CMU 15-190 Spring 2017: Topics in Intermediate Programming
Homework 5 (Due Wednesday 1-Mar, at 11:59pm)



  1. Huffman Coding with a full alphabet
    First, find a reliable data source that provides the distribution of the letters A-Z in everyday English-language writing. Next, using that distribution, construct a variable-length Huffman coding. Then, write a function encodeLetters(s) that takes a string s of uppercase letters A-Z and returns a string of 1's and 0's, which encodes that string using the Huffman coding you just derived. Also, write decodeLetters(s) that takes a string of 1's and 0's and runs the process in reverse, effectively decoding them back to the original string. So, for any string of letters A-Z, it should be true that (decodeLetters(encodeLetters(s)) == s). Write a test function for these, too.
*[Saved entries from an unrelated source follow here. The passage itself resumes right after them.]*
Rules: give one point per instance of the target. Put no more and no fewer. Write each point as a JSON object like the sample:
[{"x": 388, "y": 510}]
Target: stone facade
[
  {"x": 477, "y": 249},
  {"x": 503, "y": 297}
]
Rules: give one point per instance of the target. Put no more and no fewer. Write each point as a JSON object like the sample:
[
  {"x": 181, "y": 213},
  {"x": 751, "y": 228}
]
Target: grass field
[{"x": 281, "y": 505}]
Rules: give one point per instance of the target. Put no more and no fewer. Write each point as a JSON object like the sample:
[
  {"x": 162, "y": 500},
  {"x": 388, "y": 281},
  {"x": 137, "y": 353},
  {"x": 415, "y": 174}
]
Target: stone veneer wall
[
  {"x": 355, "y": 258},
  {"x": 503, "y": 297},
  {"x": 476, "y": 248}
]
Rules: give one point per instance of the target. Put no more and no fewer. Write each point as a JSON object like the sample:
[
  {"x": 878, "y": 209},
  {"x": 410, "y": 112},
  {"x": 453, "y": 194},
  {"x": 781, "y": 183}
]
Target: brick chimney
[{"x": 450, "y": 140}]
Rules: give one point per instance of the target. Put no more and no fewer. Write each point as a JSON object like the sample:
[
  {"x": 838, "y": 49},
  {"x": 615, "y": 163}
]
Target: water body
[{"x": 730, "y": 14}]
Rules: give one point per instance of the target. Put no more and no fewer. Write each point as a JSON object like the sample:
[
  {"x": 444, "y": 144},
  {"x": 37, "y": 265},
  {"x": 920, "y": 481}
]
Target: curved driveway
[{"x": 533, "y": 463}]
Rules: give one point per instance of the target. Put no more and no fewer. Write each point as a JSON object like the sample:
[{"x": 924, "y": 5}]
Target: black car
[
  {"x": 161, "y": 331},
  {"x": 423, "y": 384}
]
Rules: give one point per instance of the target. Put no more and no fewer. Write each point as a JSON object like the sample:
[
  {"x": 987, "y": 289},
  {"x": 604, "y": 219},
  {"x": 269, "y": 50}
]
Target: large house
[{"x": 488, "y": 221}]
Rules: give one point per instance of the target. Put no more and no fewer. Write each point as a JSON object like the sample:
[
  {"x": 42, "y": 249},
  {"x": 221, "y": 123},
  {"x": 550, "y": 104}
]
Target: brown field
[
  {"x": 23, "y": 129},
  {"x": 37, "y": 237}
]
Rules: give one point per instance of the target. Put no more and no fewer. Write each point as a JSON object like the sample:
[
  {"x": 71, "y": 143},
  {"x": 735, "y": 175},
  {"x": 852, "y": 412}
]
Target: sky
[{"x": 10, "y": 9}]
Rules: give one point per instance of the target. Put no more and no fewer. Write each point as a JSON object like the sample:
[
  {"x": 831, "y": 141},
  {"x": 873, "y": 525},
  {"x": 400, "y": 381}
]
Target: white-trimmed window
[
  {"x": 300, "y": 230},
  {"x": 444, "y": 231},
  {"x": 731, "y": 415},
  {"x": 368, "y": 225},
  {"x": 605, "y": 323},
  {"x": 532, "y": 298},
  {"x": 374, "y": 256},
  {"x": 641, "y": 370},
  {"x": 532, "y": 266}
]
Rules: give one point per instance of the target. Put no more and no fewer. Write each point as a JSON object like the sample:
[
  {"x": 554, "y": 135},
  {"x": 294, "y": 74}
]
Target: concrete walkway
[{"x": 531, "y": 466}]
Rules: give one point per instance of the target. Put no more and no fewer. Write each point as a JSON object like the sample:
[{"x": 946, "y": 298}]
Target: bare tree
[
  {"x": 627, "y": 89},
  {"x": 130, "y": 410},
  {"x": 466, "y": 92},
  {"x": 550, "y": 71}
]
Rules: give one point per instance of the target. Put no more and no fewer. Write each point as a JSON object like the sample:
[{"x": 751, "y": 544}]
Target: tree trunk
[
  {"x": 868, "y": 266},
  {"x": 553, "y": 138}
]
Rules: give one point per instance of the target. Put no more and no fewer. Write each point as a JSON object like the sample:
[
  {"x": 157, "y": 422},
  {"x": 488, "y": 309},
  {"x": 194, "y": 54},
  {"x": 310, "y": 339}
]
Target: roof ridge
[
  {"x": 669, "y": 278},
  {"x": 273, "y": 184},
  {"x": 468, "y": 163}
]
  2. Better Huffman Coding
    Intead of encoding just uppercase letters, go further and encode arbitrary English text. For this, you might have to compute the distributions of the characters yourself. These will include uppercase, lowercase, digits, punctuation, and whitespace. You can ignore all other characters (special characters, etc). You might refer to Project Gutenberg if you need to find large collections of plaintext. For example, Alice's Adventures in Wonderland in plaintext can be found here. Write encodeArbitraryText(s) and decodeArbitraryText(s) and a simple test function.

  3. Best Huffman Coding
    Continuing, if you have time and inclination, instead of encoding to a string of 1's and 0's, go all the way and turn these into a list of unsigned 32-bit integers (that is, a list of integers each with a value between 0 and 1111...1111 (32 1's), which is 2**32-1). Provide encodeTextToIntList(s) and decodeTextFromIntList(L), and a simple test function. Finally, encode a large block of text and in a comment at the top of your file, include these 4 values: (1) the number of characters in the text; (2) the number of bytes required to store those characters if we encoded one character/byte (same as (1), of course); (3) the number of bytes required with your compressed list of int's (remember, 4 bytes per 32-bit int); and finally, (4) the amount of compression achieved (answer to (3) divided by answer to (2)). How'd we do?

  4. What to Submit
    Each member of the group should submit their own PDF file, 15-190-hw4.pdf, containing this information:
    1. Your name and andrew id
    2. The names and andrew id's of your groupmates
    3. The start/stop times you worked, and the total time you worked.
    4. Your thoughts about this exercise -- useful, interesting, etc? This will help us improve the 15-190 experience as we go.
    5. The solutions from above. Note: one way to create a PDF is to first make a Word file, then export that to PDF.
    You can submit your hw to the 15-190 autolab site here.

Have fun!